If the universe is infinitely good, and intelligence and love infuse the cosmos, then how did evil arise?
That is the oldest spiritual and philosophical question of course, but one that has never been more pressing, and more in need of rational explanation, than in the present world.
In considering it rationally, we would do well to recall the remark by Pascal: “It is the heart that perceives God and not the reason.”
I talked with a woman recently who was raised by missionary parents in some strict sect of Protestantism. She began to doubt and question her faith as a young woman. As many people do, she went to other churches, as if a change of clothes could transform her under the skin.
Not being able to resolve the seeming conflict between an infinitely loving God and the reality of evil, her torment had brought her to the breaking point. She became increasingly distraught, and finally went back to her original minister, who, to his credit, saw that she was at the end of her rope.

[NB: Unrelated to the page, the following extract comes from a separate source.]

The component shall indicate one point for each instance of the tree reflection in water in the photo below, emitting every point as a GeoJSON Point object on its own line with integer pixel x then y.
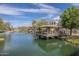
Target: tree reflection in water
{"type": "Point", "coordinates": [56, 47]}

“You have my permission not to think about God for one year,” the minister wisely said to the 20-year-old woman. It was a remarkable prescription for a pastor, and freed the young woman to live her life.
What had been intended as a one-year break from her spiritual conflict had turned into a lifetime habit of apathy toward anything spiritual. She was 70 when I met her. “I’m not spiritual,” she said flatly, and she wasn’t.
She seemed friendly and kind, but without passion, caring and depth. She almost seemed like the perfect prototype for the robotic human simulacrums that computer geeks (especially Japanese for some reason) are working feverishly to fabricate.
For most people, the pervasiveness of darkness and evil render the question of God moot. They rhetorically ask, ‘How can any kind of God create a world with so much evil?
But that’s a childishness question. No kind of God could, because there is no Creator standing apart and setting the whole shebang in motion, occasionally intervening in the clockworks of the cosmos and the cockamamie affairs of man. Asking the right questions however, the problem of evil becomes both compelling and urgent.
I feel the first question is this: Is evil man-made, or is it somehow in the nature of the universe, predating the evolution of Homo sapiens?
It seems clear— given that the numinous exists, darkness and evil are byproducts of human consciousness, not concomitant with the intrinsic awareness and intelligence permeating the universe.
For many people of course, there is no intelligence beyond the mind of man. And since there’s nothing that can be called God and grace, does darkness and evil really matter? Problem solved.
For the person who has any kind of inner life however, the question of good and evil, as well as the relationship between sacredness beyond thought to the human being, are great mysteries. The problem with the now-septuagenarian woman, and many people across the spiritual spectrum, was that she had to have answers, rather than persistently and enjoyably asking the questions.
Of course, when darkness saturates a culture, as it does in America, it’s very difficult to see and feel the beauty and sacredness that suffuses nature and the universe. A totally atomized and alienated people “cling to guns and religion,” as Barack Obama was impolitic enough to say during his first presidential campaign, to the proliferation of the former and the degeneration of the latter.
At Auschwitz, after one of the train cars designed for horses or cattle, had disgorged their human cargo, a woman turned to a guard and asked, “Why?” The guard replied, “There is no why here.”
These are my core premises:
Beauty, sacredness and love are infinite, and infuse everything except man. The awakening human being discovers and grows in goodness through self-knowing, and that will be the salvation of humanity.
Darkness and evil are byproducts, in their consciousness, of non-self-knowing creatures possessing higher thought.
Evil does not arise from within a single individual, but is the collective movement of darkness, plus intentionality, which can flow through a person or an entire people.
Evil cannot be psychologized away, but it cannot be explained and dealt with theologically either. Because it’s human, as perversely human as it is, I don’t fear evil per se, but I do fear its continued growth, which threatens to snuff out the human spirit—its self-hating goal.
The spontaneous feeling of gratitude and reverence in nature is the signature of beauty on the heart.